'No.'

'Where, then?'

'From Riga,' she said reluctantly.

'German?'

'Russian.'

'Been here long?'

'Where?'

'In this house.'

'Two weeks.' She spoke more and more curtly. The candle went out altogether; I could no longer make out her face.

'Do you have a father and mother?'

'Yes… no… I do.'

'Where are they?'

'There… in Riga.'

'What are they?'

'Just…'

'Just what? What are they, socially?'

'Tradespeople.'

'You were living with them?'

'Yes.'

'How old are you?'

'Twenty.'

'Why did you leave them?'

'Just…'

This 'just' meant: let me alone, this is sickening. We fell silent.

God knows why I wouldn't leave. I myself felt more and more sickened and anguished. Images of the whole past day began to pass confusedly through my memory, somehow of themselves, without my will. I suddenly recalled a scene I had witnessed that morning in the street, as I was trotting along, preoccupied, to work.

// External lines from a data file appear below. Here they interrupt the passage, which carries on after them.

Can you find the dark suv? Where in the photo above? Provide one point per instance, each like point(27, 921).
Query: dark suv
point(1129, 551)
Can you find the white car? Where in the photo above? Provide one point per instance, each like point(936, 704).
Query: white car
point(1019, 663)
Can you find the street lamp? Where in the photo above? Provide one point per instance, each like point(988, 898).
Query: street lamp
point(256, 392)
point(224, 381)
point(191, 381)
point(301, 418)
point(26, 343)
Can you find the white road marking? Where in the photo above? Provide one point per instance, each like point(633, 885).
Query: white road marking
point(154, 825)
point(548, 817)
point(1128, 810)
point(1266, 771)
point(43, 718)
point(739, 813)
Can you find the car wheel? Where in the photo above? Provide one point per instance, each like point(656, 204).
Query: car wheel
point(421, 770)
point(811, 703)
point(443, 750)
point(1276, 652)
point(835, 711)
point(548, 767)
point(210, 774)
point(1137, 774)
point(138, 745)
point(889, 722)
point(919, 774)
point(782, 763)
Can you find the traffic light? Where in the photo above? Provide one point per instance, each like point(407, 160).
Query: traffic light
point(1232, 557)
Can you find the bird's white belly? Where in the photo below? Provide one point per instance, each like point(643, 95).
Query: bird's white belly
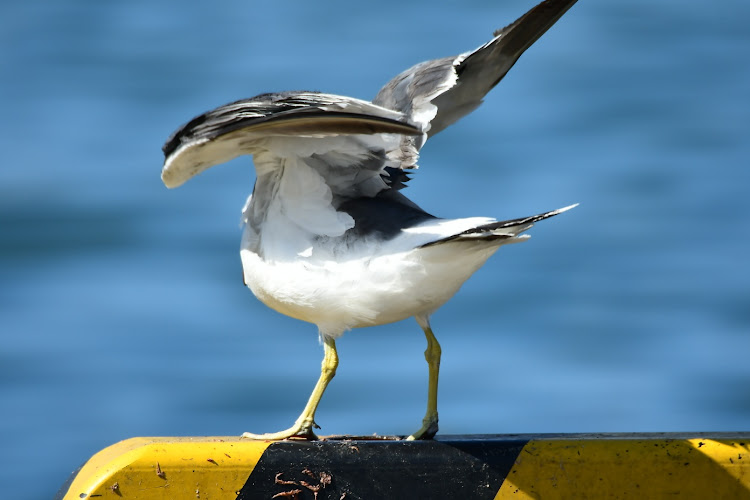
point(367, 291)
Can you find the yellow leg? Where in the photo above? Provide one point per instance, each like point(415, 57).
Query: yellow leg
point(432, 355)
point(303, 427)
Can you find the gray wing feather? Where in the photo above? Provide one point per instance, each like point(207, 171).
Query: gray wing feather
point(240, 127)
point(457, 85)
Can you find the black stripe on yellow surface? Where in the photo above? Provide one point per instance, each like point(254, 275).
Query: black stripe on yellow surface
point(453, 467)
point(565, 466)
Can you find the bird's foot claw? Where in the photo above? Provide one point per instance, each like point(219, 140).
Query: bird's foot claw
point(428, 430)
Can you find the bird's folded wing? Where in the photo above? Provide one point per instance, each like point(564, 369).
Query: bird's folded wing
point(242, 127)
point(437, 93)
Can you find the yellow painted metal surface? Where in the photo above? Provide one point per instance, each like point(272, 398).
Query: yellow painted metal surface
point(204, 468)
point(562, 468)
point(583, 466)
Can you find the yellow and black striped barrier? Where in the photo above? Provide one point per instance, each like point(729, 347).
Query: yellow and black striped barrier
point(568, 466)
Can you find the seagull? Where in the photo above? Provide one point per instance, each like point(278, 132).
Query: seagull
point(329, 238)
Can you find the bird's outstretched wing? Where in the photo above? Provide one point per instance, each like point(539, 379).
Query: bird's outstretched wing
point(365, 146)
point(289, 123)
point(437, 93)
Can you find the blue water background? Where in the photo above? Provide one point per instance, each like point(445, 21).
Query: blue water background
point(122, 310)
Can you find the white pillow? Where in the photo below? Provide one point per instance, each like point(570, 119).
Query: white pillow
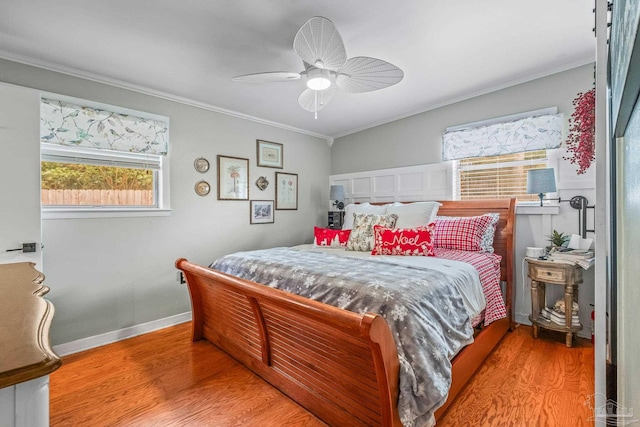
point(412, 215)
point(365, 208)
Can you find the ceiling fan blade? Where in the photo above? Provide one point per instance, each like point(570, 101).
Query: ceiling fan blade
point(269, 77)
point(319, 43)
point(314, 100)
point(364, 74)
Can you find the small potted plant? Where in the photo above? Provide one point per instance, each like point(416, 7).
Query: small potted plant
point(557, 240)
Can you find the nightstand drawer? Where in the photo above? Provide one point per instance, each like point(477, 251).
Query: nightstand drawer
point(544, 274)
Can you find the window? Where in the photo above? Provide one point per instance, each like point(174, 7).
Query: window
point(500, 176)
point(91, 178)
point(491, 158)
point(96, 161)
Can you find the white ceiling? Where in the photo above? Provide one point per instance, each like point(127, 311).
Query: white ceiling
point(190, 49)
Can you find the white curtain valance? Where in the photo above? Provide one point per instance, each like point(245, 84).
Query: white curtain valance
point(527, 134)
point(68, 124)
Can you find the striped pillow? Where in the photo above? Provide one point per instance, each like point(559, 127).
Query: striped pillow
point(473, 233)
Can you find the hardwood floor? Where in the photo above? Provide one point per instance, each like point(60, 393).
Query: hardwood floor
point(162, 379)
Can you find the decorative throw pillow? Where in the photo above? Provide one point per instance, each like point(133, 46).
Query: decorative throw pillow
point(418, 214)
point(486, 243)
point(329, 237)
point(366, 208)
point(361, 237)
point(403, 241)
point(464, 233)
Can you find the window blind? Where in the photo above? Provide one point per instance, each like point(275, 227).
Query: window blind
point(526, 134)
point(74, 125)
point(497, 176)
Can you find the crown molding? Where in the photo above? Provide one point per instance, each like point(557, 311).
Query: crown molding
point(151, 92)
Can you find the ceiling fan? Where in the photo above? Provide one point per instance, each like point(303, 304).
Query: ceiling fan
point(326, 67)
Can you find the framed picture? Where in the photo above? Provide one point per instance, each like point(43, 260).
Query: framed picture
point(286, 191)
point(270, 154)
point(261, 211)
point(233, 178)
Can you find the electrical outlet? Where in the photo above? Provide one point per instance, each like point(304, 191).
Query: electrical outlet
point(181, 278)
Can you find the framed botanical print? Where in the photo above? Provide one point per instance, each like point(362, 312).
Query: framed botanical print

'They were carrying a coffin out today and almost dropped it,' I suddenly said aloud, not at all wishing to start a conversation, but just so, almost accidentally.

'A coffin?'

'Yes, in the Haymarket; they were carrying it out of a basement.'

'Out of a basement?'

'Not a basement, but the basement floor… you know… down under… from a bad house… There was such filth all around… Eggshells, trash… stink… it was vile.'

Silence.

'A bad day for a burial!' I began again, just not to be silent.

'Why bad?'

'Snow, slush…' (I yawned.)

'Makes no difference,' she said suddenly, after some silence.

'No, it's nasty…' (I yawned again.) 'The gravediggers must have been swearing because the snow was making it wet. And there must have been water in the grave.'

'Why water in the grave?' she asked with a certain curiosity, but speaking even more rudely and curtly than before. Something suddenly began egging me on.

'There'd be water in the bottom for sure, about half a foot. Here in the Volkovo you can never dig a dry grave.'

'Why not?'

'Why not? Such a watery place. It's swamp all around here. They just get put down in the water. I've seen it myself… many times…'

(I had never once seen it, and had never been in the Volkovo cemetery, but had only heard people talk.)

'It makes no difference to you how you die?'

'But why should I die?' she answered, as if defending herself.

'You'll die someday, and just the same way as that one today. She was also… a girl… She died of consumption.'

'A jill would have died in the hospital…' (She already knows about that, I thought, and she said jill, not girl.)